This fall I took two classes on natural dyeing at the Multnomah Arts Center. The first was a Saturday workshop on indigo and shibori, and the second was an evening class over the course of three weeks that covered other natural dyes.
The six hour indigo workshop was packed full of information. I have some experience working with indigo, but I still learned so much. We experimented with synthetic indigo to get the hang of some shibori techniques, and then we applied what we learned to a silk or rayon scarf. Because of the season, our instructor, Kate Loomis, had some fresh indigo leaves available. While the synthetic or pre-reduced natural indigo produces the deep blue that we're familiar with from blue jeans (below on the left), fresh indigo gives an ice-y turquoise color (below on the right).

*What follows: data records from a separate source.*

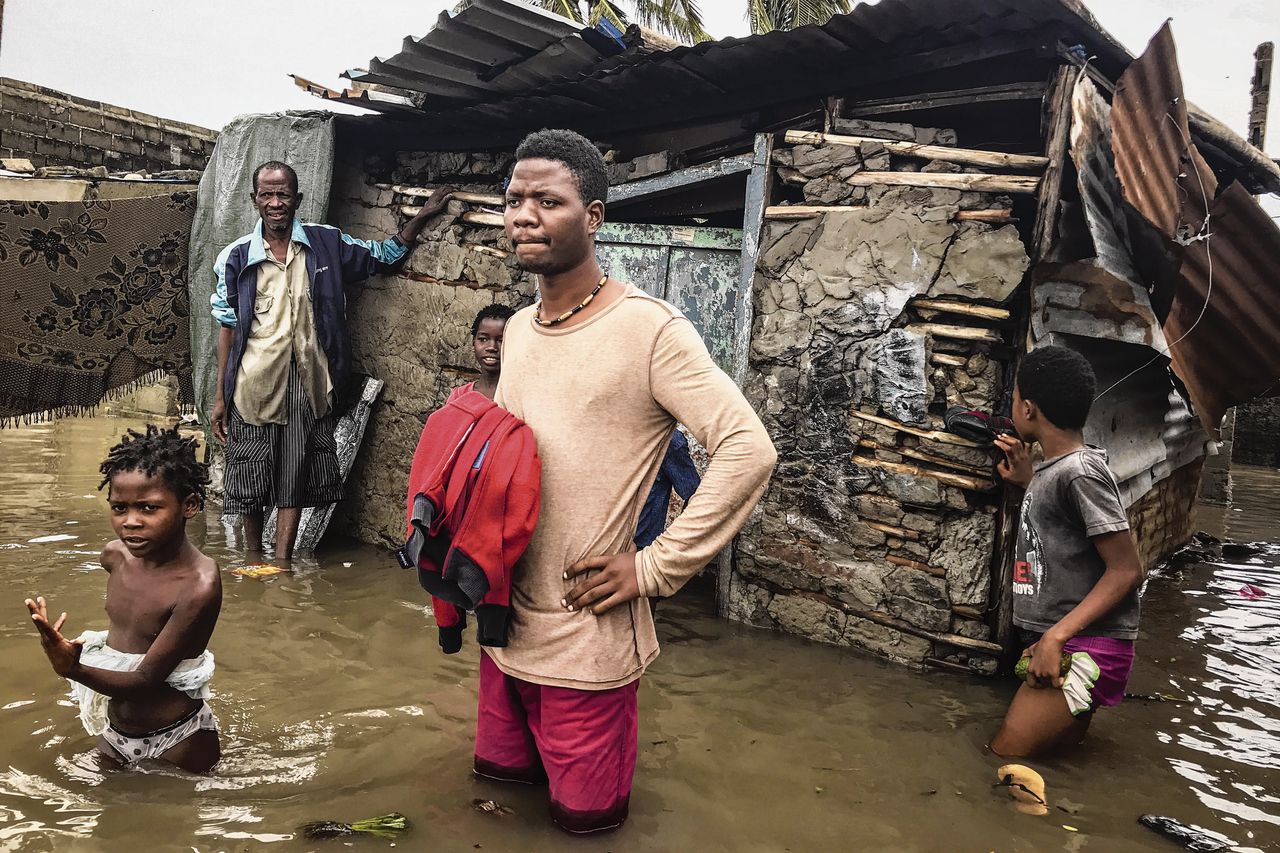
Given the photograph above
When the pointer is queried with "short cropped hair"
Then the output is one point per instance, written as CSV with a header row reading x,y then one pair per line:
x,y
490,313
579,155
1060,382
159,452
275,165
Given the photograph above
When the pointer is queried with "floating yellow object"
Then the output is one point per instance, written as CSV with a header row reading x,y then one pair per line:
x,y
1025,787
257,570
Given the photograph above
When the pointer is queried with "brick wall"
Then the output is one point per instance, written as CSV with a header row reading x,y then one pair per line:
x,y
54,128
1162,520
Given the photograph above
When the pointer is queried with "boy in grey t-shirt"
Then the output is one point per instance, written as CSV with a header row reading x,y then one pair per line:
x,y
1077,570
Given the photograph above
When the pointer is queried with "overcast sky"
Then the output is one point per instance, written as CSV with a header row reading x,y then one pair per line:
x,y
208,62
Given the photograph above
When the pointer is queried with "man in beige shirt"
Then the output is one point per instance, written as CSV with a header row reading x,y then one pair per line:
x,y
602,373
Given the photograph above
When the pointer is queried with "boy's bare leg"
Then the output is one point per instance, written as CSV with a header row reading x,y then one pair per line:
x,y
252,524
287,519
1037,721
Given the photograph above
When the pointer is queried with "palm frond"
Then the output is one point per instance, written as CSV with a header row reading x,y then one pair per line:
x,y
567,8
606,9
679,18
759,17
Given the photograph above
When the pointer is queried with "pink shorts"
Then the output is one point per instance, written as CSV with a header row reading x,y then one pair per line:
x,y
581,742
1114,658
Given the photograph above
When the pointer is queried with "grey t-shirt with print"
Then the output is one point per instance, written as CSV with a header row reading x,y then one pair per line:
x,y
1072,498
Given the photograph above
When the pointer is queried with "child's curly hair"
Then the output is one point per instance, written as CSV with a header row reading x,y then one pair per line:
x,y
159,452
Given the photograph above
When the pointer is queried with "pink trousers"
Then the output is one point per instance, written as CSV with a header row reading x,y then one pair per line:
x,y
583,743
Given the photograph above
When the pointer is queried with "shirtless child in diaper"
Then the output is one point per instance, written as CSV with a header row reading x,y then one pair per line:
x,y
142,685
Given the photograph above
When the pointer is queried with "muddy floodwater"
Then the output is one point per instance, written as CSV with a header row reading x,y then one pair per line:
x,y
336,705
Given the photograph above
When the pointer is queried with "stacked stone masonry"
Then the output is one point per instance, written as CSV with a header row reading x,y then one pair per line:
x,y
1164,519
876,532
51,128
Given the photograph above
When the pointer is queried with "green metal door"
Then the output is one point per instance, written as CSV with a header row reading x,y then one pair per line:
x,y
695,269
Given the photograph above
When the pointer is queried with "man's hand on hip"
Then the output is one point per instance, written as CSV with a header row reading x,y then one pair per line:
x,y
218,420
615,583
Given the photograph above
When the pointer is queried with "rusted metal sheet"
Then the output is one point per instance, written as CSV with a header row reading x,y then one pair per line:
x,y
1225,313
1210,258
1162,174
1100,308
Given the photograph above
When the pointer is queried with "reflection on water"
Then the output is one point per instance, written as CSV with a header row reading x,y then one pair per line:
x,y
336,705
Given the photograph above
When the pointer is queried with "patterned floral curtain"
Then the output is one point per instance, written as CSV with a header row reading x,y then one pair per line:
x,y
92,300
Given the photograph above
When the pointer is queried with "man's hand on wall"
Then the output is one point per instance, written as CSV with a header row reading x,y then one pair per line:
x,y
218,420
1016,465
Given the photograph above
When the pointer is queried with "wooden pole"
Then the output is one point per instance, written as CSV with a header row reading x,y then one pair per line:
x,y
906,628
1260,94
963,156
947,478
469,197
931,434
808,211
969,309
949,360
956,332
470,217
910,452
1025,185
1057,127
915,565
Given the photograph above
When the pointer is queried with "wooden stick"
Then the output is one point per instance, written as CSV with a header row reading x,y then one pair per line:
x,y
963,308
949,360
915,565
910,452
808,211
996,215
1057,122
956,332
470,217
947,639
946,181
964,156
959,480
932,434
901,533
487,250
469,197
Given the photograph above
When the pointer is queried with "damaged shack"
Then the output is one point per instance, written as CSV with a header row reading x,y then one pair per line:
x,y
869,222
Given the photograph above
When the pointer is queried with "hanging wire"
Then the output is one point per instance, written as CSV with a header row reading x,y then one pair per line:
x,y
1202,236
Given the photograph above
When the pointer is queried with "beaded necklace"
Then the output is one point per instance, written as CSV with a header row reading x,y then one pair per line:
x,y
574,310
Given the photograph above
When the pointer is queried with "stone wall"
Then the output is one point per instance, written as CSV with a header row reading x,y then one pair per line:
x,y
53,128
414,329
1257,433
1164,519
878,529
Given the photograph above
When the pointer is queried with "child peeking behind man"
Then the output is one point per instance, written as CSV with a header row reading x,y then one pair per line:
x,y
1077,571
142,685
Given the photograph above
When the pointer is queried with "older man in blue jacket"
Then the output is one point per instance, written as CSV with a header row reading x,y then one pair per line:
x,y
284,351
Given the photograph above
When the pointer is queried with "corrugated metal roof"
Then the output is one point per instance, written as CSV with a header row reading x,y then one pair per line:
x,y
638,89
1212,260
489,49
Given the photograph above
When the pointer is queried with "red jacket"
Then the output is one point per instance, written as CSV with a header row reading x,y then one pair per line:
x,y
474,492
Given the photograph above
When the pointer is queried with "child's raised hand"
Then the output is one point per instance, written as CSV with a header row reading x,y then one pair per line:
x,y
63,653
1016,465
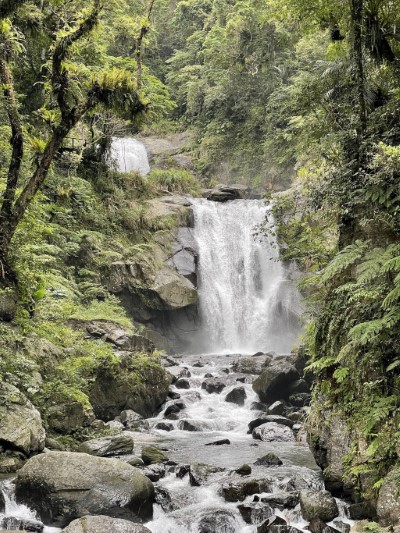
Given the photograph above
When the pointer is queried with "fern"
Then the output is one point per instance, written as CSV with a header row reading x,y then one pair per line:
x,y
344,259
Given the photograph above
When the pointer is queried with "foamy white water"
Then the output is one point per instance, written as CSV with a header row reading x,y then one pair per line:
x,y
247,302
130,155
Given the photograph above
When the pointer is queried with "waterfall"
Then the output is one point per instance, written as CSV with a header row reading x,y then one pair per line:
x,y
247,303
129,155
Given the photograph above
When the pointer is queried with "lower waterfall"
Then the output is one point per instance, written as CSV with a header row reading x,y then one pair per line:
x,y
247,301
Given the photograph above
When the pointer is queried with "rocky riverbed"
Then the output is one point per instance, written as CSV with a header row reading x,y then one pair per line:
x,y
220,457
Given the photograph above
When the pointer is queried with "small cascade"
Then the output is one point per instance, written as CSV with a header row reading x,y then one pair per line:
x,y
129,155
18,516
247,301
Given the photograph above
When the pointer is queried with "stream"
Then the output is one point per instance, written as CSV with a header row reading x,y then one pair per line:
x,y
248,308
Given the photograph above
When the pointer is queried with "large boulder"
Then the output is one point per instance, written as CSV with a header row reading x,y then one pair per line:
x,y
62,486
388,506
273,432
20,423
318,504
104,524
138,383
108,446
274,382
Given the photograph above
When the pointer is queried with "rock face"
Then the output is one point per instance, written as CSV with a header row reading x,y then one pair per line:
x,y
105,524
330,447
273,384
134,384
62,486
388,507
20,423
318,504
108,446
237,396
273,432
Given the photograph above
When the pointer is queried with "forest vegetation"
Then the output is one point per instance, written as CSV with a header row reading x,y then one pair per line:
x,y
289,95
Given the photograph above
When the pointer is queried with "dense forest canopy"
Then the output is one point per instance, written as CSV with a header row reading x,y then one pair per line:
x,y
289,94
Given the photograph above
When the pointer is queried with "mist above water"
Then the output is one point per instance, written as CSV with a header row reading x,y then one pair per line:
x,y
247,302
129,155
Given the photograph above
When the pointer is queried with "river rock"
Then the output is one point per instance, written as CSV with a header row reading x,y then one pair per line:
x,y
108,446
218,520
269,459
277,408
137,383
131,420
21,425
236,395
182,383
104,524
282,500
154,472
199,473
318,526
251,365
273,432
118,336
270,418
244,470
273,384
62,486
255,513
272,521
164,426
188,425
388,505
153,455
301,399
20,524
318,504
213,385
238,491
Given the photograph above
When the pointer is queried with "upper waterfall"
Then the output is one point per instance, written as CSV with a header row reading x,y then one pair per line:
x,y
247,303
129,155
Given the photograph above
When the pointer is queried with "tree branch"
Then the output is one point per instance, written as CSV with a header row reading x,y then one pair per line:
x,y
139,46
60,79
8,7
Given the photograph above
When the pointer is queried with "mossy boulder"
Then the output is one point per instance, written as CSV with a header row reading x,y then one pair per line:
x,y
104,524
21,425
108,446
63,486
138,382
153,455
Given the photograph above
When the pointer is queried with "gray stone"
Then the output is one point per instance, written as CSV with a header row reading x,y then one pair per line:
x,y
213,385
273,432
255,513
269,459
20,422
282,500
104,524
152,455
388,505
108,446
318,504
270,418
236,395
273,384
65,485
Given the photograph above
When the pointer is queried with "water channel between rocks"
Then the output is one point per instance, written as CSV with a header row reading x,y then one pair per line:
x,y
247,304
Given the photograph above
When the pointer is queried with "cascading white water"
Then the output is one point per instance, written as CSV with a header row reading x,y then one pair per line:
x,y
129,155
247,303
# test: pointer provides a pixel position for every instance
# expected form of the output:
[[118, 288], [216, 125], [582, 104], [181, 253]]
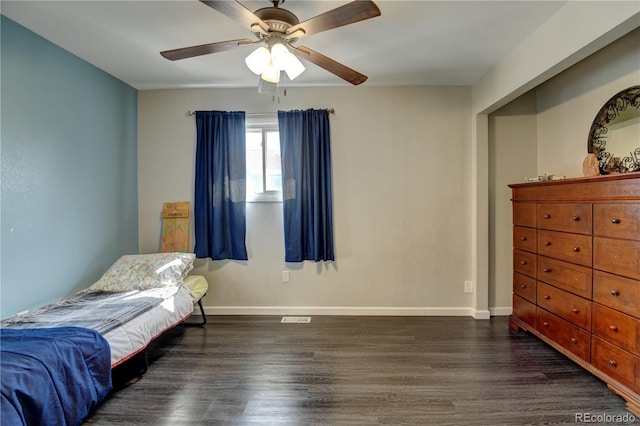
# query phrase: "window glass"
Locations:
[[264, 173]]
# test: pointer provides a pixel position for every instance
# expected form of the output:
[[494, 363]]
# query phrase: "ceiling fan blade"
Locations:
[[204, 49], [342, 71], [356, 11], [236, 11]]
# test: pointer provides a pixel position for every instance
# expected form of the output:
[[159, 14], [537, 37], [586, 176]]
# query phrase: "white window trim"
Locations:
[[268, 122]]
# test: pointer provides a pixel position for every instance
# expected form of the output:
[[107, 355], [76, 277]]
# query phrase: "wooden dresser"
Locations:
[[576, 273]]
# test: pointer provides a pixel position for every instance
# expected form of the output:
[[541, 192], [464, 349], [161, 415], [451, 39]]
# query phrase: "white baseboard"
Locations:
[[345, 311], [501, 311]]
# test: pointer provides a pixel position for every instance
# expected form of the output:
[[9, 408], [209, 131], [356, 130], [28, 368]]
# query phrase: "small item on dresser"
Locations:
[[590, 165], [545, 177]]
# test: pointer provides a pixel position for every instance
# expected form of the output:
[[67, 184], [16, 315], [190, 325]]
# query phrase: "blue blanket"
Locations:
[[52, 376]]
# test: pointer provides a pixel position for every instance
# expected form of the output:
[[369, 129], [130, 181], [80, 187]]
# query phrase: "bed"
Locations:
[[135, 301]]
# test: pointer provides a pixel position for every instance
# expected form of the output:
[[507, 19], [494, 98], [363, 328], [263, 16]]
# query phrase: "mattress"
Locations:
[[129, 321]]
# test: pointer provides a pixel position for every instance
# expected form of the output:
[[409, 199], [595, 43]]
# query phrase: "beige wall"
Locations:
[[512, 157], [402, 202], [545, 131], [568, 103]]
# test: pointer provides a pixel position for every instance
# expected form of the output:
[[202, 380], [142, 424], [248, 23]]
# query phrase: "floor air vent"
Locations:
[[295, 320]]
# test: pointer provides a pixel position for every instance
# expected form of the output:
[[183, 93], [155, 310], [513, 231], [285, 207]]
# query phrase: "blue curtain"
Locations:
[[306, 185], [220, 189]]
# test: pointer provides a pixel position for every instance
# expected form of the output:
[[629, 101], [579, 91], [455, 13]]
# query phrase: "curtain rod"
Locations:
[[249, 114]]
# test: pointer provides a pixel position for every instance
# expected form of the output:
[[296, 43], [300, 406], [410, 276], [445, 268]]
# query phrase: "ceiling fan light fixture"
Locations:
[[258, 60], [294, 67], [279, 56], [271, 73]]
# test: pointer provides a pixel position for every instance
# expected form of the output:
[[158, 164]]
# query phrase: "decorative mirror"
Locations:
[[614, 137]]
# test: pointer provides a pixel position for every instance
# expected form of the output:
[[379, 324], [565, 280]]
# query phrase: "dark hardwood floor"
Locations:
[[356, 370]]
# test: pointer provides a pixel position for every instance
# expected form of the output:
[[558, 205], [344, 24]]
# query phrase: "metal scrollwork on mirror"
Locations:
[[614, 137]]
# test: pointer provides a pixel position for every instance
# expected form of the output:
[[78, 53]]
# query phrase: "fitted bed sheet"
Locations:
[[129, 321]]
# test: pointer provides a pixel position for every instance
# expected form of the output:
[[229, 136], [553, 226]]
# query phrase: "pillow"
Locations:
[[145, 271]]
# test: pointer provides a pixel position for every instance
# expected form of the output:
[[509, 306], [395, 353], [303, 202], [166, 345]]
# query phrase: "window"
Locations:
[[264, 174]]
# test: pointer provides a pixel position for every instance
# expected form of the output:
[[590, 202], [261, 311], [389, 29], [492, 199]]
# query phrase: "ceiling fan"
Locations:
[[280, 29]]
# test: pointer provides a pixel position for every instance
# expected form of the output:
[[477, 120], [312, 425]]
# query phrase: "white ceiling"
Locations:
[[411, 43]]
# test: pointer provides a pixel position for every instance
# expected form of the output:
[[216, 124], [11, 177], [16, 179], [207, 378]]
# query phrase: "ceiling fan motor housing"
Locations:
[[279, 20]]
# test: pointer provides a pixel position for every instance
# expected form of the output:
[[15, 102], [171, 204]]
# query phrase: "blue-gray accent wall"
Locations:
[[69, 188]]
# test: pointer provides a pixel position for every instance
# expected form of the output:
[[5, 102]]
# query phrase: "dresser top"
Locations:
[[597, 188]]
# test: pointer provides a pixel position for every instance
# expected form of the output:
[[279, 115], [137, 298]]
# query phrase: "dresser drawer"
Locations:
[[564, 333], [616, 328], [524, 262], [570, 247], [524, 214], [574, 217], [524, 310], [621, 257], [524, 287], [566, 305], [622, 294], [567, 276], [617, 363], [524, 238], [617, 220]]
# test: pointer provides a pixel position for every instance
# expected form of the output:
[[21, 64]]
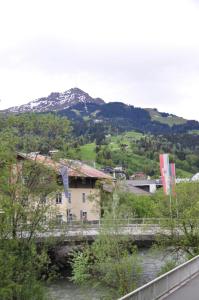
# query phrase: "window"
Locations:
[[43, 199], [83, 215], [59, 219], [83, 197], [69, 197], [58, 198]]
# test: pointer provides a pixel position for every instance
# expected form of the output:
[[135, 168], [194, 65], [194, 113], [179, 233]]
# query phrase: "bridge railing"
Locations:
[[164, 284], [131, 222]]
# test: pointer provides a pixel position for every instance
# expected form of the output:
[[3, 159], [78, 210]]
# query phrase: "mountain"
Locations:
[[89, 113], [56, 102]]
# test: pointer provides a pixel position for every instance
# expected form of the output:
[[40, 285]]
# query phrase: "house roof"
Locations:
[[144, 182], [130, 188], [75, 168]]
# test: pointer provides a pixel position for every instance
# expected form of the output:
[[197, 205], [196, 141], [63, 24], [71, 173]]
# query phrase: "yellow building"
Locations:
[[82, 200]]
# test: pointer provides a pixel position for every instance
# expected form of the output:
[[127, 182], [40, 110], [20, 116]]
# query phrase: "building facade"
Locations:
[[81, 200]]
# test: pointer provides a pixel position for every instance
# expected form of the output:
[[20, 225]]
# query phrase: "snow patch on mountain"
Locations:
[[57, 101]]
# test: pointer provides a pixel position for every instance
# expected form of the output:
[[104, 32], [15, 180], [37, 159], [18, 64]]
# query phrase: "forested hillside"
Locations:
[[101, 143]]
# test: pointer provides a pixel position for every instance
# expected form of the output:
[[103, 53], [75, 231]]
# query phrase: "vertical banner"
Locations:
[[173, 178], [64, 174], [165, 173]]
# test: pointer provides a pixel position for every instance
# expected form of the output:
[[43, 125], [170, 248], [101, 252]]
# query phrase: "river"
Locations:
[[151, 260]]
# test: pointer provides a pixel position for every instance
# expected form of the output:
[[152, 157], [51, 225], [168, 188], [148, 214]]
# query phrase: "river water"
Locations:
[[151, 261]]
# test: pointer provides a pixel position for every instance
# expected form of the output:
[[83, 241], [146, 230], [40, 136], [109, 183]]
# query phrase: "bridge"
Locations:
[[180, 283], [140, 230]]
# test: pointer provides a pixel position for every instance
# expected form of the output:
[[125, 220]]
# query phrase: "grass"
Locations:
[[170, 120], [134, 161], [87, 152], [195, 132]]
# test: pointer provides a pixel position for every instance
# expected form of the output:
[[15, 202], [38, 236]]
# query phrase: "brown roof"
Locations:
[[75, 168]]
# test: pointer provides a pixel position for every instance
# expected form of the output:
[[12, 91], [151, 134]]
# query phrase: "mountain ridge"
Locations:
[[85, 111]]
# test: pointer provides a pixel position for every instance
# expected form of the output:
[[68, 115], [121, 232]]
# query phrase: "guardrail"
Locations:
[[122, 222], [164, 284]]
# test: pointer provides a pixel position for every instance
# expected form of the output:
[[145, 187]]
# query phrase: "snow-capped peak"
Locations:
[[56, 102]]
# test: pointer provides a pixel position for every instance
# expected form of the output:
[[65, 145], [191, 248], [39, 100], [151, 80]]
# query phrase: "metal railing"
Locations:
[[164, 284]]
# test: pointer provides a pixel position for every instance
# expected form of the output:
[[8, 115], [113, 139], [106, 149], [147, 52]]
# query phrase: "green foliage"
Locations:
[[23, 264], [37, 132], [136, 206], [80, 263], [183, 225], [110, 260]]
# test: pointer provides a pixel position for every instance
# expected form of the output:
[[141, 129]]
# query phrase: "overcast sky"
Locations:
[[141, 52]]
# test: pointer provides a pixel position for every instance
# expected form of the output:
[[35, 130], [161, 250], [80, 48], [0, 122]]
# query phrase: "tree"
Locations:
[[182, 227], [23, 263], [110, 261]]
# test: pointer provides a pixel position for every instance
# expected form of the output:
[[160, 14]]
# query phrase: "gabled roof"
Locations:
[[75, 168]]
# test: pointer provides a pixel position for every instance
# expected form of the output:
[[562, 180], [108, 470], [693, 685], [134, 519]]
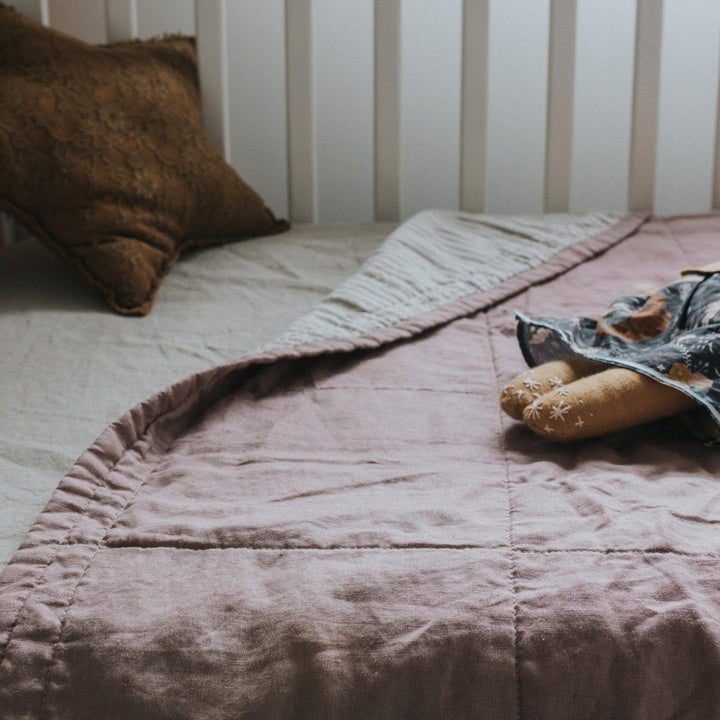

The natural dye class was a great introduction to the vast world of plant (and some insect) based dyes. The most important thing I learned is that natural dyes are a constant experiment. Each fabric or yarn will produce different colors. You can combine mordants and modifiers to further manipulate your results. Plants vary from region to region and season to season, so even if you scientifically repeat your recipe from a previous year, you might get a slightly different color.
At the end of the three weeks, we walked away samples of our work - yarn dyed with madder or marigold a variety or mordants and modifiers, and swatches of silk and cotton fabric dyed with cochineal.
If your interested in learning more about natural dyes, I really recommend taking one of these classes. Keep your eyes open for the winter catalog for information about an advanced natural dyes class!